If you haven’t been sold on Windows 10, you’re not alone. To this day, Windows 7 remains the 2nd most popular Windows desktop operating system, with almost 34 percent of computer users using it globally. Despite mainstream support for Windows 7 ending in 2015, and Microsoft’s insistence on users making the switch, there are plenty of people still holding out. Privacy concerns over Windows 10 calling home to Microsoft have been a concern for many people. Whatever your reasons are for remaining with Windows 7, we’re sharing our tips for keeping it running as long as possible.
First, let’s review what’s going on with Microsoft and what users can expect in the short term.
• As of January 13, 2015 Microsoft support for Windows 7 ended. Canceling any new Service Packs and features for the operating system. Microsoft is however still patching the operating system.
• Extended support for users is still being offered until January 14, 2020. On this day, Microsoft will stop issuing new security updates and patches for Windows 7.
Ultimately what this means for Windows 7 fans is that it is safe to continue using it until 2020, assuming you continue installing updates. After that point, however, is a different story. Come January 14th, 2020, security patches will cease to apply to your computer, resulting in your machine becoming vulnerable to known exploits. This is very dangerous. Without proper patch management, cybercriminals will be able to compromise Windows 7 machines using known vulnerabilities in the operating system that are not patched.
In the meantime, while users can still feel secure in their use of Windows 7 there are a couple of outlining factors to consider. While many users are hesitant to install updates in fear of ending up with Windows 10 accidentally, entirely avoiding them is not a secure option. You must apply security patches.
If you haven’t already, stopped using Internet Explorer. Microsoft has announced they will stop offering security updates for Internet Explorer 11 come 2020, and the latest Microsoft Edge is not available for Windows 7 computers. Fortunately, Google Chrome and Mozilla Firefox are still reliable options for Windows 7 users. We can’t guarantee either of these browsers will continue offering Windows 7 support once Microsoft stops, but you will be able to utilize new features and updates for the time being.
Prepare to pay
In a blog post by Microsoft 365 Corporate VP Jared Spataro, it was announced that from January 14, 2020 a monthly fee, that doubles each year, will be implemented for Windows 7 users in order to keep their computers safe. Unfortunately, this offering is only available to Windows 7 Professional customers in Volume licensing. So the everyday user running Windows 7 Home will not be applicable.

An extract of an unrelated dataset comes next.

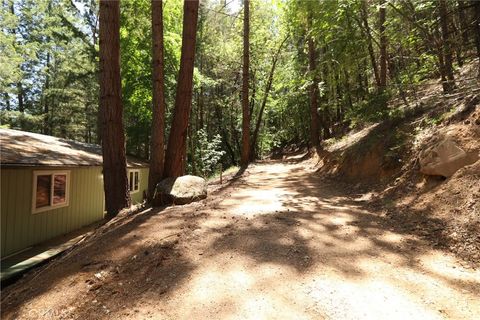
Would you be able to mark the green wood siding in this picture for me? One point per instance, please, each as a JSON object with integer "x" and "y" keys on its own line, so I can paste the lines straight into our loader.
{"x": 21, "y": 229}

A pricing plan obtained by ZDNet for Windows 7 Support is as followed:
• Year 1 (January 2020 – January 2021): $50 per device, with Windows 10 Enterprise add-on rate of $25.
• Year 2 (January 2021 – January 2022): $100 per device, with Windows 10 Enterprise add-on rate of $50.
• Year 3 (January 2022 – January 2023): $200 per device, with Windows 10 Enterprise add-on rate of $100.
While this increasing payment model was created to incentivize Windows 7 users to upgrade, the option to hold on to your preferred platform remains if you’re willing to pay for it. Whatever you choose to do, we hope these tips help!